Et puis nous avons une nouvelle journée spéciale ELON MUSK. Ça faisait longtemps.

Le patron de Tesla a donc annoncé encore une fois qu’il allait virer 3.5% de son staff. Je précise que c’est les MÊMES 3.5% qu’il y a 10 jours et que c’est la seconde fois que le titre prend 10% sur la nouvelle. Il a aussi dit que la demande de voitures électriques était très très forte. C’est pour ça qu’il vire son personnel. Dans la foulée il a aussi dit que c’était pas simple de finaliser le deal avec Twitter, une histoire qui devrait finir en série sur Netflix tellement il y a d’épisodes. Et puis, pour couronner le tout, il a exprimé ses inquiétudes sur l’économie et sur la récession qui nous attend. Il est vrai que l’on oublie tout le temps que Musk est aussi analyste financier et économiste à ses heures perdues – sur les 39 heures que contiennent sa journée. Au passage, on peut aussi signaler que sa fille, qui était auparavant son fils, a déclaré vouloir changer de nom parce qu’elle ne veut plus rien avoir à faire avec lui.

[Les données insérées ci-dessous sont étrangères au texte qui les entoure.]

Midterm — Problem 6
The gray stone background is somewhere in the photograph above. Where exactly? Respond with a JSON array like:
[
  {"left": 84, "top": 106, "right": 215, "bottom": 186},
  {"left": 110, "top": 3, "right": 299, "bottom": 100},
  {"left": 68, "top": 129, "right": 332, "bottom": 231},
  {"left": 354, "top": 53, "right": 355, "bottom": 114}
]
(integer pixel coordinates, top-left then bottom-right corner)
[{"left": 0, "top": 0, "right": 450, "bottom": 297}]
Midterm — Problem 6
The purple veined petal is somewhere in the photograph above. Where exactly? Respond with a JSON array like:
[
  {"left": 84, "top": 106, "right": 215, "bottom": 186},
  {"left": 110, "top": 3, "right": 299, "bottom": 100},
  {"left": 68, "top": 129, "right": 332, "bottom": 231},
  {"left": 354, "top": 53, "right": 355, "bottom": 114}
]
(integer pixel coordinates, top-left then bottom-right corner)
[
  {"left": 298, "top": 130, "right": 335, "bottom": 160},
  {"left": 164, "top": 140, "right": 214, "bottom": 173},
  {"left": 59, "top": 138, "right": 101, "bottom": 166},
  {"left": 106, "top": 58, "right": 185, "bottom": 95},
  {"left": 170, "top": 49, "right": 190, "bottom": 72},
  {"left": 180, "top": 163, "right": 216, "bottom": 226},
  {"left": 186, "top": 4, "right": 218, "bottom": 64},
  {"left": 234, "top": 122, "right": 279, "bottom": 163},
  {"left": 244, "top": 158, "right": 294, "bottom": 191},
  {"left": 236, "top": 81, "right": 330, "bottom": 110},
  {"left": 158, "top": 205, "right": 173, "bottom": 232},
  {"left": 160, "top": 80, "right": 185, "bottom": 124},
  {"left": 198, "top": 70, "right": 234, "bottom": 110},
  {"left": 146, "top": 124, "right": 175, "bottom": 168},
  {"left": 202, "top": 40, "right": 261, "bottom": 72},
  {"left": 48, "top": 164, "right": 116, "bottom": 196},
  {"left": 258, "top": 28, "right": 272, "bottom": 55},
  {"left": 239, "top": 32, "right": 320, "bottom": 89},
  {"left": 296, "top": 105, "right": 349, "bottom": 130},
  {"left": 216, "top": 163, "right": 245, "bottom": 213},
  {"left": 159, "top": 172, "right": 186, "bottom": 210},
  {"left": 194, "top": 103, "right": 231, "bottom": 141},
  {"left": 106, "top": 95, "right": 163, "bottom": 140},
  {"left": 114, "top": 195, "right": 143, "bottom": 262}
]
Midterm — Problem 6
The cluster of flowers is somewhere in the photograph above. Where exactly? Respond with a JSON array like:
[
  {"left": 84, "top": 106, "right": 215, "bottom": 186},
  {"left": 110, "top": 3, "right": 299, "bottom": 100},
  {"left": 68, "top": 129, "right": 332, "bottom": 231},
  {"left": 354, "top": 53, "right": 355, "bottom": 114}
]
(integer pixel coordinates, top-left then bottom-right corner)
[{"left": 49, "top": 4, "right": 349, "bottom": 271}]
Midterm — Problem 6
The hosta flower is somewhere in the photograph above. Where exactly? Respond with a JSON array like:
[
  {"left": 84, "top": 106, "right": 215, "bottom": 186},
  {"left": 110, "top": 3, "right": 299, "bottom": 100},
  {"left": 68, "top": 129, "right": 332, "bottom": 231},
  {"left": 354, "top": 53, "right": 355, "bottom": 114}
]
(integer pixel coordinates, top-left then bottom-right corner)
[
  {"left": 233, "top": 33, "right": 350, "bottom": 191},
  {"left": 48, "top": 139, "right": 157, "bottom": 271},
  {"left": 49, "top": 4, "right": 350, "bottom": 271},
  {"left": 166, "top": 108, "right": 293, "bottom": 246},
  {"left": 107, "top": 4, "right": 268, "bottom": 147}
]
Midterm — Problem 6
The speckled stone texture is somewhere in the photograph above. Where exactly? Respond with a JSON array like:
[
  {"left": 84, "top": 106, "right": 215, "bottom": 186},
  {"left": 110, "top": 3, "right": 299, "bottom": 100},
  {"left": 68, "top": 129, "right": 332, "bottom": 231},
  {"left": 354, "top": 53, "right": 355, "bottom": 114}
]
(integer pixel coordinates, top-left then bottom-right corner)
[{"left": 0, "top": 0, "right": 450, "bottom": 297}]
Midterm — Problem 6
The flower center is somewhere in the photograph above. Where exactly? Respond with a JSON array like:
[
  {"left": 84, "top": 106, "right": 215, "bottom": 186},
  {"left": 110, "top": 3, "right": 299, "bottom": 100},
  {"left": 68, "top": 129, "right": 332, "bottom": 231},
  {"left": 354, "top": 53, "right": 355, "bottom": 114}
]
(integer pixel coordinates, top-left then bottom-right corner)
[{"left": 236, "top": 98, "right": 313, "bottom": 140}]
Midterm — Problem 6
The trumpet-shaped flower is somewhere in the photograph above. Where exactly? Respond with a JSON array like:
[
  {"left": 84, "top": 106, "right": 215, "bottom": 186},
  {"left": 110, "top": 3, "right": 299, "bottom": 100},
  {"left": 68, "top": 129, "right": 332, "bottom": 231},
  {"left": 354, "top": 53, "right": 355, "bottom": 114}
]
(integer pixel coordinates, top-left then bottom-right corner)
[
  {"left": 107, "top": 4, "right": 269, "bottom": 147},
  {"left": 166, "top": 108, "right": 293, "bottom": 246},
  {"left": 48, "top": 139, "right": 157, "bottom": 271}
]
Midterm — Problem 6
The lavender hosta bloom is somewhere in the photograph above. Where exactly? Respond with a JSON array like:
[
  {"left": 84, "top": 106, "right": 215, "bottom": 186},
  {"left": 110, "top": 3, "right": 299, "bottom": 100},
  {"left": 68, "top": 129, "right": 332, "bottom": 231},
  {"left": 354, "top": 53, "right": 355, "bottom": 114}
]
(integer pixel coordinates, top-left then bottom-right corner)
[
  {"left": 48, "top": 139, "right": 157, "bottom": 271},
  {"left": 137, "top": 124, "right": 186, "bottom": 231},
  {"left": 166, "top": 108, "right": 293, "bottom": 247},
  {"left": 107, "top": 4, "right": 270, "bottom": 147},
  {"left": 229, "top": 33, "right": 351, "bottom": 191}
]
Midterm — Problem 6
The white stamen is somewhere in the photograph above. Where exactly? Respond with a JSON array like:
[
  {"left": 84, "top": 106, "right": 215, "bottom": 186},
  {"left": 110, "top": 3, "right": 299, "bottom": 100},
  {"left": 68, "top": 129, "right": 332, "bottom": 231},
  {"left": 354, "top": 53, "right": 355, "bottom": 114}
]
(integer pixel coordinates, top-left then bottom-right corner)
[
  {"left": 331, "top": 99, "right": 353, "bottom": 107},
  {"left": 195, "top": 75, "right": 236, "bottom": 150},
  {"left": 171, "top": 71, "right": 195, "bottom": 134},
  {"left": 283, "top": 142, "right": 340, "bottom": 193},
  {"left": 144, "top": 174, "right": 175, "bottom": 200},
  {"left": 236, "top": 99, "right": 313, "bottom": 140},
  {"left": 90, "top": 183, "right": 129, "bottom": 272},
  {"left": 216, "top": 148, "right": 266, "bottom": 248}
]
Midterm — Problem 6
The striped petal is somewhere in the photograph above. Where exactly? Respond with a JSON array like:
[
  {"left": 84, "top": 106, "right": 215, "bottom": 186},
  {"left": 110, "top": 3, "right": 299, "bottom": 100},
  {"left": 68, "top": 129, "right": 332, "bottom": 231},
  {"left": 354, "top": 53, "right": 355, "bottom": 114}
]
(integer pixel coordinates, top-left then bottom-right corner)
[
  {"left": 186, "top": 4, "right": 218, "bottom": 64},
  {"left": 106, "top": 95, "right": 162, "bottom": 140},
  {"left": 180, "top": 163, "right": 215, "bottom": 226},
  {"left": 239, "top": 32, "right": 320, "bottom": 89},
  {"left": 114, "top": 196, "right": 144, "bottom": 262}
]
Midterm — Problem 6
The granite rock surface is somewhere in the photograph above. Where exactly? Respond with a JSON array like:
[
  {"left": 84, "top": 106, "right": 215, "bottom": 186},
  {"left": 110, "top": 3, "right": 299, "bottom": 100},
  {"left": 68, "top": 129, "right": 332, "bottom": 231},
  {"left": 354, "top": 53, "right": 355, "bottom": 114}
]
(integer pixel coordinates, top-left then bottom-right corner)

Je ne pensais pas pouvoir écrire ça un jour. Et pourtant.

Les chiffres du jour

Côté chiffres du jour, il y aura donc Powell qui va témoigner. Pas besoin de vous dire qu’on va l’écouter. Il y aura aussi Thomas Jordan qui parlera. Alors lui, d’habitude on s’en cogne royalement, mais depuis qu’il a monté les taux directeur en Suisse la semaine dernière, soudainement ça nous intéresse. Il y aura aussi les chiffres de l’inflation en Angleterre et les nouvelles demandes d’hypothèques aux USA. Je ne veux pas vous gonfler avec le marché immobilier, mais hier on a vu les chiffres des ventes de maisons existantes et c’était en baisse de près de 9% sur 12 mois. Je ne vais pas vous le répéter trop souvent, mais je crois que le marché immobilier est en train de caler. Et encore, quand je dis « caler », je suis gentil. Quand on cale en voiture, ça va. Quand on cale en hélico, c’est plus complexe. Là je crois que l’on parle d’hélicoptère – vu où était monté le marché.

Pour le moment, les futures sont donc en baisse de 1%. La récession est à nos portes, même si elle n’est pas encore pricée et que sur un malentendu, ça peut remonter quand même et qu’en fin de journée, il pourrait y avoir des orages et des chutes de neiges à très haute altitude.

Passez une excellente journée et je vous revois demain, même heure, même endroit, même café et même croissant.

À demain !

Thomas Veillet
Investir.ch

“The only true wisdom is knowing that you know nothing.”